Bush Garden to Sherriff Park, Mundingburra
This walk will be more familiar to most readers, and we included part of it in a 2013 field trip, but I always find it rewarding. Again, you can start at either end but, if starting from the Bush Garden, park at the end of Thompson Street (which runs down beside the Cathedral School) and instead of following the bike track, walk a short way across the grass towards the river, to find the way into the Bush Garden. When you reach Aplins Weir it is worth making a detour onto the footbridge to look for the striated heron that likes to fish there. Return to the bike track and continue along the Mundingburra bank to Sherriff Park. Along the way do stop to admire the fantastic work done by CDTLI (Coastal Dry Tropics Landcare) in clearing the bank of leucaena and guinea grass and re-planting it with native species.
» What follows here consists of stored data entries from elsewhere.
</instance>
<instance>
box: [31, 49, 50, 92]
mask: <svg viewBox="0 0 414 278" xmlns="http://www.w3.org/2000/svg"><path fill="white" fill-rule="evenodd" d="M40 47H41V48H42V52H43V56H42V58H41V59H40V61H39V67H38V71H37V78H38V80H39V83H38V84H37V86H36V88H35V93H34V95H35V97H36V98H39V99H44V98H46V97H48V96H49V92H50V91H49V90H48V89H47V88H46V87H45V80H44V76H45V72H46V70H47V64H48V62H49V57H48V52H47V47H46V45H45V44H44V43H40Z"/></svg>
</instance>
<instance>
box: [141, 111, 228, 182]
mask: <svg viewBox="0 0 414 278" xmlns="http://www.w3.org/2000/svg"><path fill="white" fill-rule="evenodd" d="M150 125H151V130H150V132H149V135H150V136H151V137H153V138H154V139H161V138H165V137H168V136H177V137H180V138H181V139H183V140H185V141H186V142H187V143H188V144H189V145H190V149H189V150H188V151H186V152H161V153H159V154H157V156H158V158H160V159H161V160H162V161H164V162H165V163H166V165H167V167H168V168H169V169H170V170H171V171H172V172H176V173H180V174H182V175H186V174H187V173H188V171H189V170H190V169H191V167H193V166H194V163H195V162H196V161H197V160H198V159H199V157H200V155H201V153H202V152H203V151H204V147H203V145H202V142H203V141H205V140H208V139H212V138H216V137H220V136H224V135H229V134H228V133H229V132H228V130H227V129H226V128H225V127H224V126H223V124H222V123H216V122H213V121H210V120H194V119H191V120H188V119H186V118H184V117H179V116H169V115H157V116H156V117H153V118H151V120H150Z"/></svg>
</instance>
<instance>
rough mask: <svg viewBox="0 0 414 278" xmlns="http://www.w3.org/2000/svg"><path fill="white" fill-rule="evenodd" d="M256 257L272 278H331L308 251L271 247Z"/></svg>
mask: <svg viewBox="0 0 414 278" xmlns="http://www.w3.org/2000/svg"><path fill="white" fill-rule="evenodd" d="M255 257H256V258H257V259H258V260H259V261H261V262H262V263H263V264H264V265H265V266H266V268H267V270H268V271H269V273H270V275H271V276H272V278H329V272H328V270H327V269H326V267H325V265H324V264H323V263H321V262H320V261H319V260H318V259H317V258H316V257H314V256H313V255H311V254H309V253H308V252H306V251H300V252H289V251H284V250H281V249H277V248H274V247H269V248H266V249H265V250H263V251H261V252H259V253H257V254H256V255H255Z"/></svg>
At Sherriff Park a track leads down, past more Landcare plantings, to a bend in the river and an expanse of saltwater couch beloved by wallabies. It is worth exploring this as there is always something to see. On my recent excursion a flock of masked lapwings were gathered on the mud, an intermediate and little egret were fishing, two pelicans sailed into view and an osprey perched on a mangrove, close enough for identification without binoculars, which I had forgotten, and a (blurry) photo. This walk will be busier than the other two described here, but the bike track along the Mundingburra bank passes through a wide area of parkland between housing and river so it’s easy to step off onto the grass if you need more personal space.
Environmental Park, South Townsville
Established as a buffer zone between the Port and nearby South Townsville housing, I have wandered through this Park a number of times after first discovering it several years ago. Access is from the far end of Boundary Street or from Hubert Street – if the latter, take the second last left turn from Boundary Street into Hubert Street and follow right to the end. Annoyingly what looks like a perfect parking area at the Boundary Street entrance is marked “No standing” so you would need to park a bit further back, outside the last houses on that side of the road. From either access point, wide concrete walkways lead through the Park but you can diverge from these and explore more thoroughly. This part of the Park is planted with native species and is very shady. At the Hubert Street entrance there is a sign with information about the Gurambilbarra Wulgurukabba traditional owners, their culture and use of this land at the mouth of Ross River. Across Hubert Street the park continues but changes shape and character with open areas of mown grass and rows of mango trees, presumably the remnants of someone’s orchard, eventually tapering off along Cannan Street. This is not a park for vigorous exercise but makes for an interesting wander and you are unlikely to encounter more than two or three other walkers, with or without canine companions!
* Re the title of this post, I offer apologies to the late Colombian author, Gabriel Garcia Marquez (1927-2014), for the adaptation of the title of perhaps his best known novel, “Love in the time of cholera”.